What change requires is real effort over an extended period of time. This week has seen some fabulous examples of people who have refused to give up and have reaped the rewards. I gave up on Andy Murray when he was two sets down against Richard Gasquet, but he didn’t give up on himself and went on to his best Wimbledon performance ever. Federer didn’t give up against Nadal in similar circumstances and whilst he may not have won an extra button for his cardigan he certainly reinforced his reputation as one of the finest tennis players ever.

Thomas Voeckler may not have gained a stage victory on Sunday but he ended the day with his polka dot jersey, not something anyone would have predicted a week ago. He’s not the most talented rider in the Tour de France, but he is one of the most determined and resolute, and given his 2004 performance he may keep the jersey for a few days yet.

Whilst opponents span their way through the rain and into the gravel at Silverstone, Lewis Hamilton got on with the grim job of staying on the track to work his way up from an awful qualifying round to take the win. It wasn’t pretty but it showed determination, resilience and spirit, characteristics which serve organisations well in times of change, particularly in tough market conditions.

What these sports people have shown, whether they ended up as winners or not, is what can be achieved if people set their goal and stick with it, in spite of hecklers, doubters and fierce opposition.

Thursday, June 26, 2008

Laminated Or Live?

We often visit organisations with clearly articulated values. They’re easy to spot, they have posters with the values on in reception, and often employees each have a handy little credit card sized version of them to carry around. Some even wear their security passes on values embossed lanyards.

We occasionally visit organisations with a well embedded set of corporate values. They sometimes have those values on posters, but what is striking is that the people throughout the organisation exhibit those values all the time in everything they do.

The second type of organisation is far less common. We often find that values are simply seen as a marketing or HR project that will go away sometime next year when the next initiative is launched. We’ve experienced selfish sales behaviour rewarded in companies with ‘Teamwork’ as a core value, and incredible rudeness and discrimination as the norm in an organisation with ‘Valuing All Our People’ printed on the mugs on everyone’s desks.

So how do organisations make the transition from laminating their values to really living them?
We’ve found that an important early step is to express those values in behavioural terms, making clear how those values can become a part of everyone’s role at every level of the organisation, every day. This allows people to think about how they can personally make a difference.

Another key feature of organisations that really live values is open discussion about them.

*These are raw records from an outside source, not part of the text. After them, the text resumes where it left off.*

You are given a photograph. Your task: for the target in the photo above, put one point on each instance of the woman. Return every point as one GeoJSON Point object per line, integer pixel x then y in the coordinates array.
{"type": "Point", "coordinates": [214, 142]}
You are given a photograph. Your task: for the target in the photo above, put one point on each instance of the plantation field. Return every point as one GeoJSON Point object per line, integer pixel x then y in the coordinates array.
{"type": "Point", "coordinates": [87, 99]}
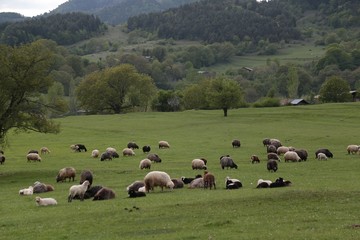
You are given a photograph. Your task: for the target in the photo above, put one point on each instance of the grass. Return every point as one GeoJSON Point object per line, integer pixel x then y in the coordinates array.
{"type": "Point", "coordinates": [322, 203]}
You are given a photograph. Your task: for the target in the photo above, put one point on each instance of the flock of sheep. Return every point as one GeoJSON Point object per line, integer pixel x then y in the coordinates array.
{"type": "Point", "coordinates": [85, 190]}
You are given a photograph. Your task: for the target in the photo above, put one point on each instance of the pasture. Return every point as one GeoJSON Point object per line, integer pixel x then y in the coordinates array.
{"type": "Point", "coordinates": [322, 202]}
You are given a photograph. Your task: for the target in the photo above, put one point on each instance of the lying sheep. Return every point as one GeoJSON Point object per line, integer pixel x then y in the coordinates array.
{"type": "Point", "coordinates": [353, 149]}
{"type": "Point", "coordinates": [45, 201]}
{"type": "Point", "coordinates": [33, 157]}
{"type": "Point", "coordinates": [27, 191]}
{"type": "Point", "coordinates": [64, 173]}
{"type": "Point", "coordinates": [227, 162]}
{"type": "Point", "coordinates": [78, 190]}
{"type": "Point", "coordinates": [157, 179]}
{"type": "Point", "coordinates": [104, 194]}
{"type": "Point", "coordinates": [145, 164]}
{"type": "Point", "coordinates": [292, 157]}
{"type": "Point", "coordinates": [164, 144]}
{"type": "Point", "coordinates": [128, 152]}
{"type": "Point", "coordinates": [198, 164]}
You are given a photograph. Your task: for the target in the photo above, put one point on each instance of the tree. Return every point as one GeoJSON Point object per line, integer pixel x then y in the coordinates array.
{"type": "Point", "coordinates": [224, 93]}
{"type": "Point", "coordinates": [335, 89]}
{"type": "Point", "coordinates": [24, 78]}
{"type": "Point", "coordinates": [114, 89]}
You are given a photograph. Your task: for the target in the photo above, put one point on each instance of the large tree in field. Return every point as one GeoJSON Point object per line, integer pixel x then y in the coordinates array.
{"type": "Point", "coordinates": [24, 79]}
{"type": "Point", "coordinates": [115, 89]}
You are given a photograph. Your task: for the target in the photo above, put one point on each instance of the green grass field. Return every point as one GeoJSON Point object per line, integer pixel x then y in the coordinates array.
{"type": "Point", "coordinates": [322, 202]}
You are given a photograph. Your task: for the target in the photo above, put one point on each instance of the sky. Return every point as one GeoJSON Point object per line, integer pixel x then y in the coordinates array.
{"type": "Point", "coordinates": [29, 8]}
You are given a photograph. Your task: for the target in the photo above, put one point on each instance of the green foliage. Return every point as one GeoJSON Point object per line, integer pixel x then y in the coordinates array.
{"type": "Point", "coordinates": [335, 89]}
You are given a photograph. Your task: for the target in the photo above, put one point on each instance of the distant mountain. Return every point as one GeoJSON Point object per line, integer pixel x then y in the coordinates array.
{"type": "Point", "coordinates": [118, 11]}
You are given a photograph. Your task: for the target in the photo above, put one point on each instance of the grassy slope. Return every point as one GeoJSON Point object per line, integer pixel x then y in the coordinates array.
{"type": "Point", "coordinates": [321, 204]}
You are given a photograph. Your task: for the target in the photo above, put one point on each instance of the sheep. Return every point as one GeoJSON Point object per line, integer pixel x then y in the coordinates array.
{"type": "Point", "coordinates": [322, 156]}
{"type": "Point", "coordinates": [132, 145]}
{"type": "Point", "coordinates": [325, 151]}
{"type": "Point", "coordinates": [198, 164]}
{"type": "Point", "coordinates": [353, 149]}
{"type": "Point", "coordinates": [236, 143]}
{"type": "Point", "coordinates": [255, 159]}
{"type": "Point", "coordinates": [227, 162]}
{"type": "Point", "coordinates": [78, 190]}
{"type": "Point", "coordinates": [95, 153]}
{"type": "Point", "coordinates": [273, 156]}
{"type": "Point", "coordinates": [146, 149]}
{"type": "Point", "coordinates": [33, 157]}
{"type": "Point", "coordinates": [45, 201]}
{"type": "Point", "coordinates": [291, 156]}
{"type": "Point", "coordinates": [105, 156]}
{"type": "Point", "coordinates": [86, 175]}
{"type": "Point", "coordinates": [164, 144]}
{"type": "Point", "coordinates": [197, 183]}
{"type": "Point", "coordinates": [145, 164]}
{"type": "Point", "coordinates": [157, 178]}
{"type": "Point", "coordinates": [187, 180]}
{"type": "Point", "coordinates": [272, 165]}
{"type": "Point", "coordinates": [231, 183]}
{"type": "Point", "coordinates": [128, 152]}
{"type": "Point", "coordinates": [64, 173]}
{"type": "Point", "coordinates": [27, 191]}
{"type": "Point", "coordinates": [154, 157]}
{"type": "Point", "coordinates": [104, 194]}
{"type": "Point", "coordinates": [44, 150]}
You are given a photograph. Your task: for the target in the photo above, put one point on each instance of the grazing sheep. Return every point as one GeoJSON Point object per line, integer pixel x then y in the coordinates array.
{"type": "Point", "coordinates": [197, 183]}
{"type": "Point", "coordinates": [353, 149]}
{"type": "Point", "coordinates": [27, 191]}
{"type": "Point", "coordinates": [45, 201]}
{"type": "Point", "coordinates": [78, 190]}
{"type": "Point", "coordinates": [132, 145]}
{"type": "Point", "coordinates": [322, 156]}
{"type": "Point", "coordinates": [198, 164]}
{"type": "Point", "coordinates": [236, 143]}
{"type": "Point", "coordinates": [255, 159]}
{"type": "Point", "coordinates": [128, 152]}
{"type": "Point", "coordinates": [164, 144]}
{"type": "Point", "coordinates": [272, 165]}
{"type": "Point", "coordinates": [64, 173]}
{"type": "Point", "coordinates": [157, 178]}
{"type": "Point", "coordinates": [154, 157]}
{"type": "Point", "coordinates": [292, 157]}
{"type": "Point", "coordinates": [95, 153]}
{"type": "Point", "coordinates": [227, 162]}
{"type": "Point", "coordinates": [325, 151]}
{"type": "Point", "coordinates": [86, 175]}
{"type": "Point", "coordinates": [187, 180]}
{"type": "Point", "coordinates": [273, 156]}
{"type": "Point", "coordinates": [146, 149]}
{"type": "Point", "coordinates": [33, 157]}
{"type": "Point", "coordinates": [106, 156]}
{"type": "Point", "coordinates": [209, 180]}
{"type": "Point", "coordinates": [145, 164]}
{"type": "Point", "coordinates": [44, 150]}
{"type": "Point", "coordinates": [104, 194]}
{"type": "Point", "coordinates": [178, 183]}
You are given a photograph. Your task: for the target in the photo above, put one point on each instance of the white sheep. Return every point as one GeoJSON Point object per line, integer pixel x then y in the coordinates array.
{"type": "Point", "coordinates": [145, 164]}
{"type": "Point", "coordinates": [78, 190]}
{"type": "Point", "coordinates": [321, 156]}
{"type": "Point", "coordinates": [353, 149]}
{"type": "Point", "coordinates": [45, 201]}
{"type": "Point", "coordinates": [157, 179]}
{"type": "Point", "coordinates": [198, 164]}
{"type": "Point", "coordinates": [27, 191]}
{"type": "Point", "coordinates": [291, 156]}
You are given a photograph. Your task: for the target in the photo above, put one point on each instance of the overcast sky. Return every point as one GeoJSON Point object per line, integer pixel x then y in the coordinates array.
{"type": "Point", "coordinates": [29, 8]}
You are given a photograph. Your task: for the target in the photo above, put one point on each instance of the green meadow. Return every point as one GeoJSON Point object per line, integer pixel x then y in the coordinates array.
{"type": "Point", "coordinates": [321, 203]}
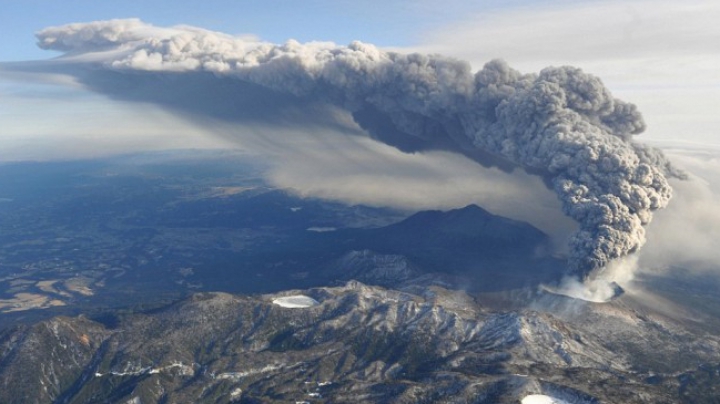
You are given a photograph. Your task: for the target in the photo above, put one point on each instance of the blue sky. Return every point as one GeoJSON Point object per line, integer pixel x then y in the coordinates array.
{"type": "Point", "coordinates": [662, 55]}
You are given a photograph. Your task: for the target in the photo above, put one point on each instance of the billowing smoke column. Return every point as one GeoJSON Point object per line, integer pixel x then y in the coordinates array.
{"type": "Point", "coordinates": [561, 124]}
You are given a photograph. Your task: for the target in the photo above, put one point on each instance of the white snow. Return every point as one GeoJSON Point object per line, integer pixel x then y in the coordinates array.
{"type": "Point", "coordinates": [321, 229]}
{"type": "Point", "coordinates": [296, 302]}
{"type": "Point", "coordinates": [542, 399]}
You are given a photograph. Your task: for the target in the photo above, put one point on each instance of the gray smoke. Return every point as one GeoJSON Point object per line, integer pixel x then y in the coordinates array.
{"type": "Point", "coordinates": [561, 124]}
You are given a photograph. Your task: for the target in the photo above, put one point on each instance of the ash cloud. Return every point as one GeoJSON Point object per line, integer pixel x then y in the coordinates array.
{"type": "Point", "coordinates": [561, 124]}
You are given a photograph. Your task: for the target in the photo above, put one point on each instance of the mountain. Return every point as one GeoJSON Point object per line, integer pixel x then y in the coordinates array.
{"type": "Point", "coordinates": [360, 344]}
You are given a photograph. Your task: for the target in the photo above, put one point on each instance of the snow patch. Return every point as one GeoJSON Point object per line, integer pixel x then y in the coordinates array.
{"type": "Point", "coordinates": [542, 399]}
{"type": "Point", "coordinates": [296, 302]}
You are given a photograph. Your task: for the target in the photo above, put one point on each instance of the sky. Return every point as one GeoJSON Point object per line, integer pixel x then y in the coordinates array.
{"type": "Point", "coordinates": [661, 55]}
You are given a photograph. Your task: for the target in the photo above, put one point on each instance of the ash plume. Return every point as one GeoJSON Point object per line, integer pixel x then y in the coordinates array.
{"type": "Point", "coordinates": [561, 124]}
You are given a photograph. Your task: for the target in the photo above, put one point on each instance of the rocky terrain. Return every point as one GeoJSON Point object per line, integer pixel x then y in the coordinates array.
{"type": "Point", "coordinates": [361, 344]}
{"type": "Point", "coordinates": [176, 279]}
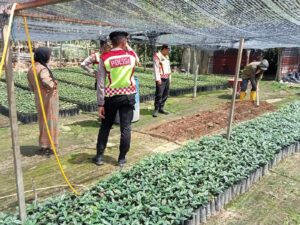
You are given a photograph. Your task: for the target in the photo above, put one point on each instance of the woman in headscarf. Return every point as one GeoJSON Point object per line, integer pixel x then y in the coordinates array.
{"type": "Point", "coordinates": [49, 92]}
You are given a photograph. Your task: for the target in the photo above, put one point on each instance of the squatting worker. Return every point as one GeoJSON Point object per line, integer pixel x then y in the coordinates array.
{"type": "Point", "coordinates": [162, 73]}
{"type": "Point", "coordinates": [49, 90]}
{"type": "Point", "coordinates": [116, 92]}
{"type": "Point", "coordinates": [94, 59]}
{"type": "Point", "coordinates": [253, 72]}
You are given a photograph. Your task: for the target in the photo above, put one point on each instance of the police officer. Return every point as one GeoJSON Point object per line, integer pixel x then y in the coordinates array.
{"type": "Point", "coordinates": [253, 72]}
{"type": "Point", "coordinates": [116, 92]}
{"type": "Point", "coordinates": [162, 73]}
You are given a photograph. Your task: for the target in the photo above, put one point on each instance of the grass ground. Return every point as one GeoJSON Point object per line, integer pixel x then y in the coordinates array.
{"type": "Point", "coordinates": [78, 139]}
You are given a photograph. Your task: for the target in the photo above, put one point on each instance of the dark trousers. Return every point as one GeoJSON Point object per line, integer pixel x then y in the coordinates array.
{"type": "Point", "coordinates": [125, 105]}
{"type": "Point", "coordinates": [245, 84]}
{"type": "Point", "coordinates": [161, 94]}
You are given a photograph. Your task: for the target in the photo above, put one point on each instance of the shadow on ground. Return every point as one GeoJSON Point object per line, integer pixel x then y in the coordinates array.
{"type": "Point", "coordinates": [30, 150]}
{"type": "Point", "coordinates": [85, 158]}
{"type": "Point", "coordinates": [87, 123]}
{"type": "Point", "coordinates": [146, 112]}
{"type": "Point", "coordinates": [225, 96]}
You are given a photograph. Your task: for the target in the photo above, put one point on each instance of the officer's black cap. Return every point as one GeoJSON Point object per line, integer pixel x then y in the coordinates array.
{"type": "Point", "coordinates": [115, 34]}
{"type": "Point", "coordinates": [164, 47]}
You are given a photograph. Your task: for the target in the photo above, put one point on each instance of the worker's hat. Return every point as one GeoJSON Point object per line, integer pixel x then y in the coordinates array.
{"type": "Point", "coordinates": [264, 64]}
{"type": "Point", "coordinates": [115, 34]}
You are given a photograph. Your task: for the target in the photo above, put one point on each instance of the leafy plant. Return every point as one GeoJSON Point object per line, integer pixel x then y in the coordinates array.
{"type": "Point", "coordinates": [166, 188]}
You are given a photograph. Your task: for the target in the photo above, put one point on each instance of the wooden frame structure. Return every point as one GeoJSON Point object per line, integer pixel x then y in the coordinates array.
{"type": "Point", "coordinates": [11, 91]}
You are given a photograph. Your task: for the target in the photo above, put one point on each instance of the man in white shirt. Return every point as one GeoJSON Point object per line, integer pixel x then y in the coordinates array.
{"type": "Point", "coordinates": [162, 73]}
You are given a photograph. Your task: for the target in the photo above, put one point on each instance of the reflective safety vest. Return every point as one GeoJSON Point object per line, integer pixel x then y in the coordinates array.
{"type": "Point", "coordinates": [119, 65]}
{"type": "Point", "coordinates": [97, 57]}
{"type": "Point", "coordinates": [164, 65]}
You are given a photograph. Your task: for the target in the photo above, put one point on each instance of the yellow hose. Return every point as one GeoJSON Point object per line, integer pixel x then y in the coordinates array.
{"type": "Point", "coordinates": [43, 109]}
{"type": "Point", "coordinates": [6, 39]}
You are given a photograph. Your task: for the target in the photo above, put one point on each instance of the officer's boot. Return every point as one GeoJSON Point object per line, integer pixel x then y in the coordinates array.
{"type": "Point", "coordinates": [242, 95]}
{"type": "Point", "coordinates": [253, 96]}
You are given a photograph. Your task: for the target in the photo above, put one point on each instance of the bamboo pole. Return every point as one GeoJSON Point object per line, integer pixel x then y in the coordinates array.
{"type": "Point", "coordinates": [279, 60]}
{"type": "Point", "coordinates": [189, 62]}
{"type": "Point", "coordinates": [195, 81]}
{"type": "Point", "coordinates": [145, 56]}
{"type": "Point", "coordinates": [38, 3]}
{"type": "Point", "coordinates": [236, 78]}
{"type": "Point", "coordinates": [60, 55]}
{"type": "Point", "coordinates": [14, 128]}
{"type": "Point", "coordinates": [248, 57]}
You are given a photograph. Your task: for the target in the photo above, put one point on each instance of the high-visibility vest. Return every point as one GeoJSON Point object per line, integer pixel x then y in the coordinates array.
{"type": "Point", "coordinates": [97, 57]}
{"type": "Point", "coordinates": [164, 65]}
{"type": "Point", "coordinates": [119, 65]}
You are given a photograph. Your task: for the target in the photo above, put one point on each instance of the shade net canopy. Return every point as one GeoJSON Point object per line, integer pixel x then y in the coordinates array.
{"type": "Point", "coordinates": [205, 23]}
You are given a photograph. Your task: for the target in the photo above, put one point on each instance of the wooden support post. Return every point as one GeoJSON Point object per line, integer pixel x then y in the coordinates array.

This can be hard to engender, particularly where upward challenge is not the norm. An effective route to activating debate is 360° feedback around the values behaviours, giving people a structured and safe way to give and receive objective, behaviourally based feedback. Once people begin talking about values based behaviours, they quickly engage with them and build the confidence to challenge not only the behaviour of others, but what they personally are doing in values terms.

360° feedback also gives the organisation a view of its collective strengths and areas for development, allowing targeting of interventions, and identifying any pockets of excellence.